Portal:Speculative fiction/Selected biography/31
Eric Arthur Blair (25 June 1903 – 21 January 1950), better known by his pen name George Orwell, was an English novelist and journalist. His work is marked by keen intelligence and wit, a profound awareness of social injustice, an intense, revolutionary opposition to totalitarianism, a passion for clarity in language and a belief in democratic socialism.
Considered perhaps the 20th century's best chronicler of English culture, Orwell wrote literary criticism and poetry, as well as fiction and polemical journalism. He is best known for the dystopian novel Nineteen Eighty-Four (1949) and the satirical novella Animal Farm (1945). His Homage to Catalonia (1938), an account of his experiences as a volunteer on the Republican side in the Spanish Civil War, and his numerous essays are also widely acclaimed. Orwell's influence on culture, popular and political, continues. Several of his neologisms, along with the term Orwellian, now a byword for any draconian or manipulative social phenomenon or concept inimical to a free society, have entered the vernacular.

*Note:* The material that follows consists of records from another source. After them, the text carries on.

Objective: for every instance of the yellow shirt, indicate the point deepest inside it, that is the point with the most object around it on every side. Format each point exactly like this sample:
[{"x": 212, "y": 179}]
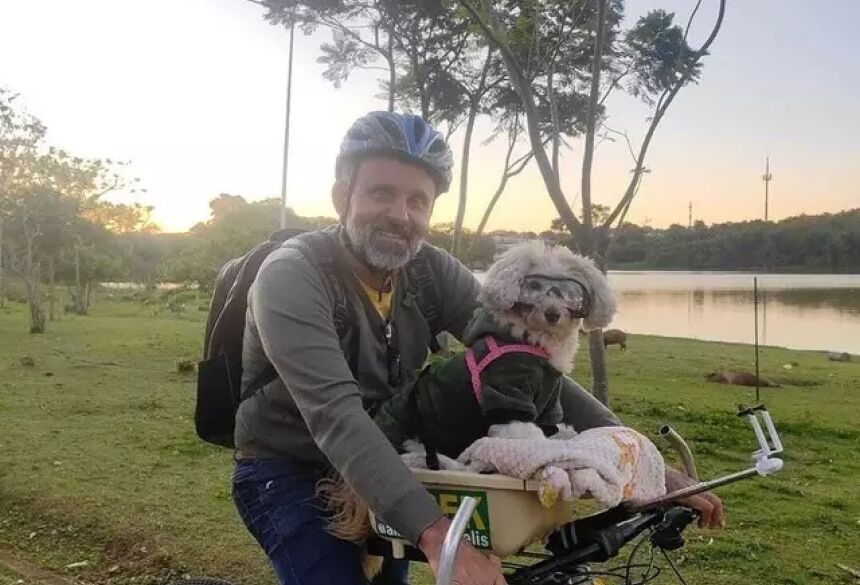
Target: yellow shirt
[{"x": 380, "y": 300}]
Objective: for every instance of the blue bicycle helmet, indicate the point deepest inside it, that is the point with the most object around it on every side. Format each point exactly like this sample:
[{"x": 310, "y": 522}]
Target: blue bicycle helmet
[{"x": 404, "y": 136}]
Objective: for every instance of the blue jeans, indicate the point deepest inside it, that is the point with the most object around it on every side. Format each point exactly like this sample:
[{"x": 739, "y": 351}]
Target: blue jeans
[{"x": 277, "y": 501}]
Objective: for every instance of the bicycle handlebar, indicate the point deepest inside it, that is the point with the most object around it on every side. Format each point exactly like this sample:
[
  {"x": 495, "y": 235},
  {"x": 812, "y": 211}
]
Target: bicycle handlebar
[{"x": 453, "y": 538}]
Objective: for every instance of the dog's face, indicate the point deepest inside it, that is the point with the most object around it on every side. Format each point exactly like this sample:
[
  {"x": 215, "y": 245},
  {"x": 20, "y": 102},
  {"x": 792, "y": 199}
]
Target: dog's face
[
  {"x": 548, "y": 306},
  {"x": 549, "y": 288}
]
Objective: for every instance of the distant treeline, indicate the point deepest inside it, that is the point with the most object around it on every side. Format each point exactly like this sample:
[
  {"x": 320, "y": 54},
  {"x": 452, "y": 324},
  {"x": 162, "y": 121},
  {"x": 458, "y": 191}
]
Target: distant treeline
[
  {"x": 814, "y": 243},
  {"x": 821, "y": 243}
]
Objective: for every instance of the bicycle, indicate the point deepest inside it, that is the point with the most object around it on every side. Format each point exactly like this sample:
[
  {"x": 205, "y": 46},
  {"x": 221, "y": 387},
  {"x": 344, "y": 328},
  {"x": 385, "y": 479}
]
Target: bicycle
[{"x": 570, "y": 546}]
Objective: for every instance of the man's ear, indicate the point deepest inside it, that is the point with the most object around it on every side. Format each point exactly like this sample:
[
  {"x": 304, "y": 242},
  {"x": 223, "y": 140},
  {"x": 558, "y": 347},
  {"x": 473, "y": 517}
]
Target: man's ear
[{"x": 340, "y": 198}]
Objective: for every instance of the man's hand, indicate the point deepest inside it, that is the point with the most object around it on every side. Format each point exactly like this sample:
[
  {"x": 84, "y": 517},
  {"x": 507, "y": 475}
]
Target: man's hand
[
  {"x": 709, "y": 506},
  {"x": 470, "y": 566}
]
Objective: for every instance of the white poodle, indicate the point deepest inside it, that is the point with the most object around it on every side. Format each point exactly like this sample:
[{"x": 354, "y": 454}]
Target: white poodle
[{"x": 519, "y": 344}]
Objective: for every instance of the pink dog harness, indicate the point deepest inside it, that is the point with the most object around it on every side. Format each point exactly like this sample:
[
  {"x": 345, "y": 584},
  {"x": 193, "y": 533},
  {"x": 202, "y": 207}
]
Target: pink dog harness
[{"x": 496, "y": 351}]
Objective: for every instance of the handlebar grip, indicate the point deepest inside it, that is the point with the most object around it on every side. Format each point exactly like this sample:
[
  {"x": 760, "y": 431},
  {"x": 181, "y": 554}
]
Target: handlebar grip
[{"x": 453, "y": 538}]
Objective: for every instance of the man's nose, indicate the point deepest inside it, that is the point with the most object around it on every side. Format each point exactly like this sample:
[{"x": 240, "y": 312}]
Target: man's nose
[{"x": 398, "y": 210}]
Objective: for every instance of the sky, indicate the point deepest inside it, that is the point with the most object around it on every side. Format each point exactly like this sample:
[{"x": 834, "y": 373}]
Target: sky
[{"x": 192, "y": 93}]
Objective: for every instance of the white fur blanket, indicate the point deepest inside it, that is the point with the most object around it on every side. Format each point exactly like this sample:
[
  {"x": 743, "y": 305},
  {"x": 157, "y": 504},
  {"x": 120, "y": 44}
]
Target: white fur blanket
[{"x": 613, "y": 464}]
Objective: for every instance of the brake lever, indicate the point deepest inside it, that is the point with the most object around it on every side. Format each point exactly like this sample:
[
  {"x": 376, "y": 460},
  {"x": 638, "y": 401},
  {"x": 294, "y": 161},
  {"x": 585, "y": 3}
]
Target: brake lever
[{"x": 669, "y": 534}]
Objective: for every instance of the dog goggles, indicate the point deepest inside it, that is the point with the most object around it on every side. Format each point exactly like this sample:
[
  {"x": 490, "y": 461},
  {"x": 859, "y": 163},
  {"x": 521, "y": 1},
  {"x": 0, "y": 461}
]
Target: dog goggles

Modern readers are more often introduced to Orwell as a novelist, particularly through his enormously successful titles Animal Farm and Nineteen Eighty-Four. The former is often thought to reflect developments in the Soviet Union after the Russian Revolution; the latter, life under totalitarian rule. Nineteen Eighty-Four is often compared to Brave New World by Aldous Huxley; both are powerful dystopian novels warning of a future world where the state exerts complete control. In 1984, Nineteen Eighty-Four and Ray Bradbury's Fahrenheit 451 were honored with the Prometheus Award for their contributions to dystopian literature.